The real strength of the piece is Jumbo’s ability to put a human face on her characters, particularly when it comes to Baker’s experiences with prejudice or the lack thereof.

Jumbo creates two powerful and identifiable characters, never letting either one slip over the line into parody or self-indulgence.
One particularly interesting tale centers on the “shade system” Baker encountered when she was in the chorus of the all-black Broadway musical “Shuffle Along.” Lighter skinned performers of color were favored over those of darker skin, and Baker was “two shades too dark.”

Later on, we can hear the amazement in Baker’s voice when, on her first visit to Paris, she realizes she can eat in the same restaurants as white people, use the same public restrooms, and even have a white dresser in the club where she performs. 

Cush Jumbo as Josephine Baker. (Joan Marcus)
Cush Jumbo as Josephine Baker. (Joan Marcus)

Other interesting stories regarding Baker include her work with the French Resistance in World War II and her battles with the NAACP, which accused her (as seen in film footage) of not doing enough in the struggle for racial equality in America.

Particularly fascinating is a sequence detailing Baker’s first show in Paris and the dance routine that made her a sensation. Since no visual record of that dance exists, the Girl is forced to imagine what that performance must have been like. Jumbo creates a beautiful montage of dance and movement, aided with the judicious use of some projections.

Jumbo is also able to handle the show’s various musical numbers, as well as put across some of Baker’s trademark dance routines with perfect aplomb. 

At the same time, Jumbo interweaves the story of the Girl into the tale. She has just come from her seventh callback for a major role in an upcoming television series and also has had her own encounters with prejudice during her career.

A story involving actress Hattie McDaniel is particularly illuminating as an illustration of both how much and how little has changed over the years regarding race in the entertainment industry.

Offering far more than a standard biographical tale, “Josephine and I” looks at a significant figure in the history of entertainment.
Jumbo takes a swipe at the casting mentality of Hollywood by having the Girl—a character somewhat based on her own experiences—hilariously describe her endless rounds of callbacks where she’s continually asked to vary the ethnicity of the character she’d be playing.

Another theme present is the seeming impossibility of being able to have it all. While Baker became a star in Paris and eventually a much beloved one elsewhere, she was never able to have children, was married numerous times, and eventually lost the castle she purchased in France due to financial mismanagement.

The mismanagement was due, in part, to Baker being so busy performing in order to pay for the upkeep on the castle as well as provide for the 12 children she adopted, that she had no time to supervise the finances of the property.

As for the Girl, she finds herself facing a personal crisis of her own, even as she’s on threshold of the stardom she’s wanted for so long.
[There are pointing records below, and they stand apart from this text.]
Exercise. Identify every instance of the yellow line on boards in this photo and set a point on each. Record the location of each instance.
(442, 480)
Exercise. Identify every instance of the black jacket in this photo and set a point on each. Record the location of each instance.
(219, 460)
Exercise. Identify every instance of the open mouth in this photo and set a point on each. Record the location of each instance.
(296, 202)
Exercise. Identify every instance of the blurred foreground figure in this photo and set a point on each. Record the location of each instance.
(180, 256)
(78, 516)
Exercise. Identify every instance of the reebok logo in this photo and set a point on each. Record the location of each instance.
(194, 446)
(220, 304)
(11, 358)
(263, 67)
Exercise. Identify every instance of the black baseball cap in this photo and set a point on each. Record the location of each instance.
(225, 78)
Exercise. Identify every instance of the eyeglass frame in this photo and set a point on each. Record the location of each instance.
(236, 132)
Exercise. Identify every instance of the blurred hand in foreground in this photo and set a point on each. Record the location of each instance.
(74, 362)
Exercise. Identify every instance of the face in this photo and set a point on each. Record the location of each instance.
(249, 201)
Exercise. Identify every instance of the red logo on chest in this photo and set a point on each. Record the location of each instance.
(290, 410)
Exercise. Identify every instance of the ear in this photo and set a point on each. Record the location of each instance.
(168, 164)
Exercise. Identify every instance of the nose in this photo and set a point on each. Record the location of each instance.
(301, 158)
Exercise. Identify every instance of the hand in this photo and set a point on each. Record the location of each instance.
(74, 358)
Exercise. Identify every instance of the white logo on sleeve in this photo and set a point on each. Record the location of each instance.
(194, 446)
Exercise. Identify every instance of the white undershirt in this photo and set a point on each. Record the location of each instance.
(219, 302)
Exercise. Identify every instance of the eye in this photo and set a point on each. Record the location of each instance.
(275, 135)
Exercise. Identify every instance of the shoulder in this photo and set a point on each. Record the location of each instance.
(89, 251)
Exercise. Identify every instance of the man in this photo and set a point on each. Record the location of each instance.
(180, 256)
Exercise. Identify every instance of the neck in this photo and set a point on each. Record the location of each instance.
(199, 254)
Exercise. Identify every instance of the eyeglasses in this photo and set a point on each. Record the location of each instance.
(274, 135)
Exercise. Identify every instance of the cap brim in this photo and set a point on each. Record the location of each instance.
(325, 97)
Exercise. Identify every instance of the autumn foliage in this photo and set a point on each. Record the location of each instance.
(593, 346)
Then again, achieving one’s dreams is not always as satisfying as first imagined.

Baker learns this lesson full well when dancing on a vaudeville stage for the first time, after spending countless evenings watching the performances from the back row of the balcony in that same theater. The illusion from up high is quite different than the reality down front.
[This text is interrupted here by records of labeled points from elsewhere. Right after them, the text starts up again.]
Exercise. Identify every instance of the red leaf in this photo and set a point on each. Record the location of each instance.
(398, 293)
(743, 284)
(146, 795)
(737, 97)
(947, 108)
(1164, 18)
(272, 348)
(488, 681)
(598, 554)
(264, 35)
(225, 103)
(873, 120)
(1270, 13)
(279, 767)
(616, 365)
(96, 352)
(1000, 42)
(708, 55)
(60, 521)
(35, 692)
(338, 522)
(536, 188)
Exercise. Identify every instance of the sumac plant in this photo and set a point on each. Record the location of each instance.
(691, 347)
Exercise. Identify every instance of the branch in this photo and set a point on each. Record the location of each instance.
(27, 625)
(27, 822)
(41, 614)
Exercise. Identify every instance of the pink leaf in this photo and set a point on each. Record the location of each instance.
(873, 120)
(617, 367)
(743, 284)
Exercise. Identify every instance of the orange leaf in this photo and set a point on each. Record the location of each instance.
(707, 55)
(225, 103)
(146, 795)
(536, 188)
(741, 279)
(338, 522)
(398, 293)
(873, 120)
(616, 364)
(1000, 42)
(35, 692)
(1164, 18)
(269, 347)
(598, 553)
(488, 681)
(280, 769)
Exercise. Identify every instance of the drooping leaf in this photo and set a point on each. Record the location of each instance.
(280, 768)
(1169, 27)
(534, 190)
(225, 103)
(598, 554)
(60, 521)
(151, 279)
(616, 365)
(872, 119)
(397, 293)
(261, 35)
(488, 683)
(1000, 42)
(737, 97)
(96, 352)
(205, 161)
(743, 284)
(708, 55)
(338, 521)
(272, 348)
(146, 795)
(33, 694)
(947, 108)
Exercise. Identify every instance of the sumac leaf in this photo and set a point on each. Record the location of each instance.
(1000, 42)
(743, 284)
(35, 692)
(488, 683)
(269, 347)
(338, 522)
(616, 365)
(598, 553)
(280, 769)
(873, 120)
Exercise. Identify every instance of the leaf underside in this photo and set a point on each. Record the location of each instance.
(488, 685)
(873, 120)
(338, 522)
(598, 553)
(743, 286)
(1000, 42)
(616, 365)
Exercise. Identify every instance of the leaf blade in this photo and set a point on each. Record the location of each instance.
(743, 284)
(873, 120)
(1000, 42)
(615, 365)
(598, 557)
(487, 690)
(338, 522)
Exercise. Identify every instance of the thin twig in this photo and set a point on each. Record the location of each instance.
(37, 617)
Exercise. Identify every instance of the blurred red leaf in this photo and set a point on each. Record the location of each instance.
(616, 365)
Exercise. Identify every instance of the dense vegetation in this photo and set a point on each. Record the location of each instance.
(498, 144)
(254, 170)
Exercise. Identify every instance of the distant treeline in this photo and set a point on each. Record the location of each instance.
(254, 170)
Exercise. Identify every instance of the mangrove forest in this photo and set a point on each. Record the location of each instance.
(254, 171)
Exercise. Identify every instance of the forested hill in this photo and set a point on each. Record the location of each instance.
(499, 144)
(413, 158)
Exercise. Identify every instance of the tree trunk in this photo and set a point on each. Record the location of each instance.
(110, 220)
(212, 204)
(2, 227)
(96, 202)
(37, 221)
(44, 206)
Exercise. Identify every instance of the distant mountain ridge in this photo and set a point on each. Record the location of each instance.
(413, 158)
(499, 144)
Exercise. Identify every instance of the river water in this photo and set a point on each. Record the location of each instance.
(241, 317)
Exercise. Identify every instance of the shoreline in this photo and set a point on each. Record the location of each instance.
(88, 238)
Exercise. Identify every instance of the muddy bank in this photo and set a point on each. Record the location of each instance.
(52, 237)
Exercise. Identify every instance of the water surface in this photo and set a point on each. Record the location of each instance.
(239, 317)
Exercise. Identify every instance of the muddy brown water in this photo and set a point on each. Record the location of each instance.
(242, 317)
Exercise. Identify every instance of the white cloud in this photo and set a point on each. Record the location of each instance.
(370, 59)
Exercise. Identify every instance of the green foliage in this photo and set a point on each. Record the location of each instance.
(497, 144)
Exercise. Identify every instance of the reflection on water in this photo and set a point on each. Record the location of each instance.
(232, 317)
Direction by Phyllida Lloyd is excellent, giving Jumbo the latitude to create two powerful and identifiable characters, yet never letting either one slip over the line into parody or self-indulgence.
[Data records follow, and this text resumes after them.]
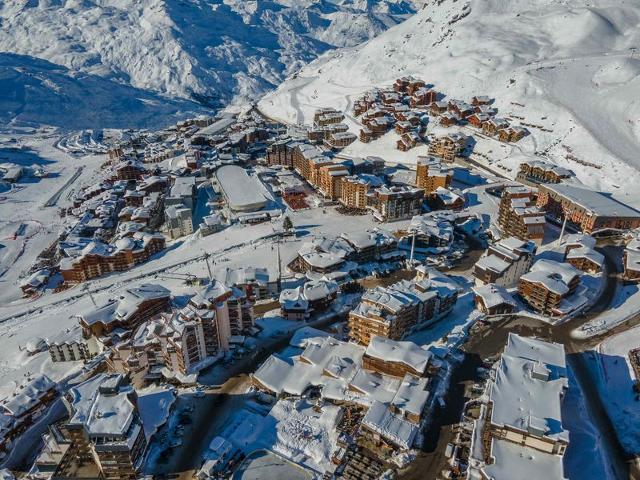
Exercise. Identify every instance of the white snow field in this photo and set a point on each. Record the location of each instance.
(208, 51)
(569, 70)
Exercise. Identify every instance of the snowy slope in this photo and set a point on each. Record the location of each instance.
(37, 92)
(566, 66)
(211, 51)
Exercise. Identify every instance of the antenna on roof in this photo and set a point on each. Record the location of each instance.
(564, 225)
(279, 263)
(86, 287)
(206, 260)
(413, 247)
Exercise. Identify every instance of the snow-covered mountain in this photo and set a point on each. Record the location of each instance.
(568, 68)
(209, 51)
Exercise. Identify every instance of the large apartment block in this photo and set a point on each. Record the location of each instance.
(518, 215)
(589, 210)
(523, 425)
(105, 426)
(393, 312)
(430, 175)
(396, 203)
(548, 286)
(504, 262)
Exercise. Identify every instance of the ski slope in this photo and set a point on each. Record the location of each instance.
(568, 69)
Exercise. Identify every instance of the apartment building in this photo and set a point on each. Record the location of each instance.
(355, 190)
(393, 312)
(98, 258)
(105, 426)
(523, 426)
(23, 407)
(396, 358)
(178, 221)
(330, 180)
(548, 286)
(535, 172)
(257, 283)
(449, 146)
(202, 329)
(589, 210)
(518, 215)
(125, 312)
(504, 262)
(393, 203)
(631, 260)
(430, 174)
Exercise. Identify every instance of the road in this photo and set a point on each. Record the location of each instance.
(56, 196)
(225, 396)
(488, 341)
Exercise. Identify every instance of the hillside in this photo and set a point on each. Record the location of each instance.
(37, 92)
(567, 69)
(210, 51)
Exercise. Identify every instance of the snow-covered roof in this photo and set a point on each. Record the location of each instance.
(321, 363)
(529, 386)
(597, 203)
(517, 462)
(493, 295)
(369, 238)
(248, 275)
(407, 353)
(391, 427)
(579, 239)
(110, 415)
(125, 305)
(210, 294)
(412, 395)
(555, 276)
(492, 263)
(549, 167)
(242, 191)
(27, 395)
(303, 336)
(587, 253)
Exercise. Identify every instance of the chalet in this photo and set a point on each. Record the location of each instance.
(589, 210)
(340, 140)
(355, 189)
(492, 126)
(524, 431)
(478, 119)
(548, 286)
(444, 199)
(535, 172)
(430, 174)
(494, 300)
(449, 146)
(327, 116)
(396, 203)
(130, 309)
(518, 215)
(24, 407)
(448, 119)
(423, 97)
(408, 141)
(438, 107)
(511, 134)
(586, 259)
(404, 127)
(631, 260)
(396, 358)
(481, 100)
(504, 262)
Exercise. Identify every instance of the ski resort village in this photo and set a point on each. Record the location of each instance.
(356, 257)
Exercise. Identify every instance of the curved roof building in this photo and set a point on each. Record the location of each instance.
(243, 192)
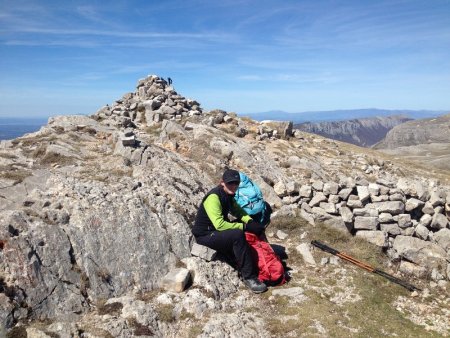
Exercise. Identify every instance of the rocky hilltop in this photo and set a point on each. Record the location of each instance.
(96, 211)
(425, 140)
(363, 132)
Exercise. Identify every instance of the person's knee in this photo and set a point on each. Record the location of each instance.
(237, 235)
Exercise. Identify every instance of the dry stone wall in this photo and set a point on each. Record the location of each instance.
(407, 218)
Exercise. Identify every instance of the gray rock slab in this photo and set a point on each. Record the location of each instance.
(392, 207)
(304, 250)
(203, 252)
(305, 191)
(425, 220)
(366, 223)
(373, 236)
(318, 197)
(413, 203)
(420, 252)
(330, 188)
(404, 221)
(422, 232)
(367, 212)
(391, 228)
(345, 193)
(385, 217)
(328, 207)
(281, 234)
(442, 238)
(176, 280)
(346, 214)
(439, 221)
(363, 193)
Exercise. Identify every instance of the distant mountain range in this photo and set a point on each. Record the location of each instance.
(363, 132)
(339, 115)
(426, 141)
(11, 128)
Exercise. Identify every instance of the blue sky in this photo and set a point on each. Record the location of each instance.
(72, 57)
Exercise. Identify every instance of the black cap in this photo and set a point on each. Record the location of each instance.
(231, 175)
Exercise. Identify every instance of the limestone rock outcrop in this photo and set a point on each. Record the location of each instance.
(96, 210)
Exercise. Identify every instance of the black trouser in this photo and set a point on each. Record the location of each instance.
(232, 242)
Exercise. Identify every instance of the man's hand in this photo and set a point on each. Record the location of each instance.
(254, 227)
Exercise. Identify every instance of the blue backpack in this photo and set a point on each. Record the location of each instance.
(249, 197)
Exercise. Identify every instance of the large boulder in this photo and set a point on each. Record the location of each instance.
(420, 252)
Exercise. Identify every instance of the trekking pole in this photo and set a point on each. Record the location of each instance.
(364, 266)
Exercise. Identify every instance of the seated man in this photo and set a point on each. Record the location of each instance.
(213, 229)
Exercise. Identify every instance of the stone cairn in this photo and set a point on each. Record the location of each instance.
(409, 220)
(153, 102)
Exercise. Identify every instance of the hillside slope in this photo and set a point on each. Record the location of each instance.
(362, 132)
(96, 210)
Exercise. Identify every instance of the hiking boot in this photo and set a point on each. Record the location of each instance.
(255, 285)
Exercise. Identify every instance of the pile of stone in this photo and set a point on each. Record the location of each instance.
(153, 101)
(405, 217)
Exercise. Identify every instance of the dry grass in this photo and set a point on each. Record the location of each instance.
(372, 315)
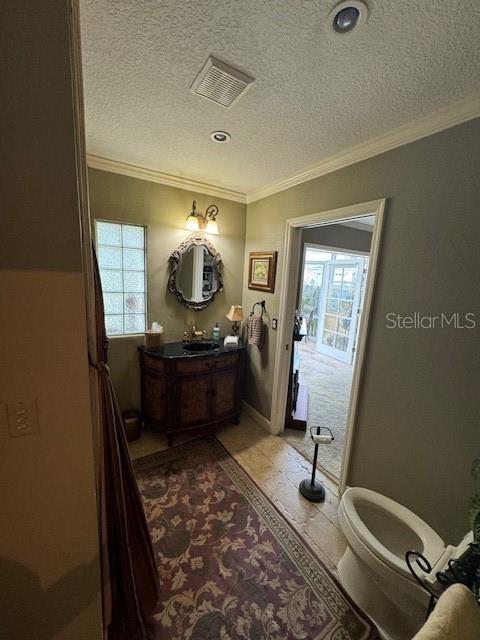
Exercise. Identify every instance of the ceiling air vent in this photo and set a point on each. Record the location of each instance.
(220, 82)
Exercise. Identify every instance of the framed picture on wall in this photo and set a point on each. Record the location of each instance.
(261, 270)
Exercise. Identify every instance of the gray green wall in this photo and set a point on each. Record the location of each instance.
(164, 210)
(417, 425)
(49, 562)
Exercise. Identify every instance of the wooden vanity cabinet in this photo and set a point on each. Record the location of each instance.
(188, 394)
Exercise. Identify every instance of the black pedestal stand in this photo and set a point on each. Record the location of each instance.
(311, 490)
The show is helped immeasurably by the very enjoyable piano accompaniment by Joseph Atkins. Atkins is also responsible for the show’s musical direction and arrangements.

Offering far more than a standard biographical tale, “Josephine and I” looks at a significant figure in the history of entertainment while showing how certain issues regarding both women and people of color are still a long way from where they need to be. 

‘Josephine and I’
Joe’s Pub at The Public Theater
425 Lafayette St., NYC
Tickets: 212-967-7555 or PublicTheater.org
Running Time: 1 hour, 40 minutes (no intermission)
Closes: April 5

 Judd Hollander is the New York correspondent for the London publication The Stage.